OK, next question. Why was The Alliance training teenage assassins anyway? The hegemony normally doesn't have to fall back on tiny sleeper agents - that's a tool of guerilla fighters, resistance fighters. The Alliance either sends an Operative, or a fleet, or both.

I have some ideas, but they are all pretty tenuous midrashes. I might use them for a Serenity game, but I doubt they are the real reason.


Hayden - Apr 20, 2006 10:15:51 am PDT #8270 of 10001
aka "The artist formerly known as Corwood Industries."

And I hated that he somehow lived right until Mal got there, then died. And I hated that the doctor arrived 2 seconds later and was like, "Oh dang, dude's dead."

Yeah, I hated that, too. It was all arbitrary and cliched.

Nobody's character arc changed because of Wash's death.

I certainly agree that they could have handled it better by making it a more integral part of the story, but I think he was the best lamb to slaughter from the crew: likeable but a bit removed from the action.


WindSparrow - Apr 20, 2006 10:41:02 am PDT #8271 of 10001
Love is stronger than death and harder than sorrow. Those who practice it are fierce like the light of stars traveling eons to pierce the night.

There's a distinction I make, which I'm not sure I can explain properly. It's the difference between when the manipulation comes from the storytelling, and when the storytelling takes a back seat to the manipulation.
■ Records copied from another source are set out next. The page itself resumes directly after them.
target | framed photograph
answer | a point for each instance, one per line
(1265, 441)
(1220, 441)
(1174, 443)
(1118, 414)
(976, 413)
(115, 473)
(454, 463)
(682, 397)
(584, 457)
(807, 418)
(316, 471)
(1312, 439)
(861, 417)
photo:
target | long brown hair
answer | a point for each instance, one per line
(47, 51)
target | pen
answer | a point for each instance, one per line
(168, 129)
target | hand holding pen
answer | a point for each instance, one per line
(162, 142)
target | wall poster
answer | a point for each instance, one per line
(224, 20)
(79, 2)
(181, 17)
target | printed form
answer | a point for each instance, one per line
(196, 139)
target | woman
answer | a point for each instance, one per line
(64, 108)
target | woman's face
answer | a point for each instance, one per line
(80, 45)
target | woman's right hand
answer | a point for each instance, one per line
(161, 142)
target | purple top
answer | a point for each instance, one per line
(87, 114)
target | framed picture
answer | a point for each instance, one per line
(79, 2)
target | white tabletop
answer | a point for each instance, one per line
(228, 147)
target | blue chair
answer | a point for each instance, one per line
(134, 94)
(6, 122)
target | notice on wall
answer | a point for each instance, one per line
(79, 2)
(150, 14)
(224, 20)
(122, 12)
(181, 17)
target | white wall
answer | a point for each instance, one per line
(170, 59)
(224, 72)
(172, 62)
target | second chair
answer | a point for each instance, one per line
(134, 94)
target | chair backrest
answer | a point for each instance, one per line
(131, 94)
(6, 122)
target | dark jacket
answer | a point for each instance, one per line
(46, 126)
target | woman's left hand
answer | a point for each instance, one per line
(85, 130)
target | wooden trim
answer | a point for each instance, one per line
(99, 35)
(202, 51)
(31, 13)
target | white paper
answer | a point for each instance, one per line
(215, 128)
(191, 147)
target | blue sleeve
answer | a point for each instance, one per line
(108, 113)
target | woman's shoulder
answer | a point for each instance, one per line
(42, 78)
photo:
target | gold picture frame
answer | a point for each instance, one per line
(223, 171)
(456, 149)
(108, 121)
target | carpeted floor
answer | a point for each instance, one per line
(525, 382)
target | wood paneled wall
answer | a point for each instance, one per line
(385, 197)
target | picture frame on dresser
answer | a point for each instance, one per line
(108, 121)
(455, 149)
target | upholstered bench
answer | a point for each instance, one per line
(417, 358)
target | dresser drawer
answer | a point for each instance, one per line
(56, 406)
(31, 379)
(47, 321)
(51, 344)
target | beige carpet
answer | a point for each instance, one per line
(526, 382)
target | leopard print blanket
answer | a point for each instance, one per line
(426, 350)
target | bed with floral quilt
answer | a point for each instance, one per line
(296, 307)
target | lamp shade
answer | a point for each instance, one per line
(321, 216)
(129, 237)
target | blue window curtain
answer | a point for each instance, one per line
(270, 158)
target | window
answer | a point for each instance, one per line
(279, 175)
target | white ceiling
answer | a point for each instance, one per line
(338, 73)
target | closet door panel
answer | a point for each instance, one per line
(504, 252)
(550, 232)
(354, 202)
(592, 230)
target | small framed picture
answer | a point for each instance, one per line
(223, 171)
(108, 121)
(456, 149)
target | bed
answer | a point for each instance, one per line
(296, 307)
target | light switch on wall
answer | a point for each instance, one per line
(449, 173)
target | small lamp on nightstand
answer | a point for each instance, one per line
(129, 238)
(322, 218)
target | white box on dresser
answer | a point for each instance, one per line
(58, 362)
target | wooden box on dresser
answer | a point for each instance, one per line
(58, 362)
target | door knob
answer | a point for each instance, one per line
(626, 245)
This, for me, is the reason why I adore Tolkien's, and hate Jackson's Lord of the Rings. Tolkien tells the story, and tells it in such a way that I feel so many things, so very deeply. Watching the movie (I walked out of "Fellowship" and never looked back) I could SEE the strings Jackson was using to Try to tug on my emotions, and I could SEE the ways he was pulling. Any movie that is so transparent is a failure to me. After all, for me, Conan the Destroyer was a rolicking good time - not deep, but sufficient to keep me in the moment, and in the seat.

With Serenity, I was in the moment, in the movie, THERE, the whole way - stunned by Book and Wash's deaths, I sobbed for Zoe at their funeral like I did not sob at my own father's funeral (because there I had to keep my shit together).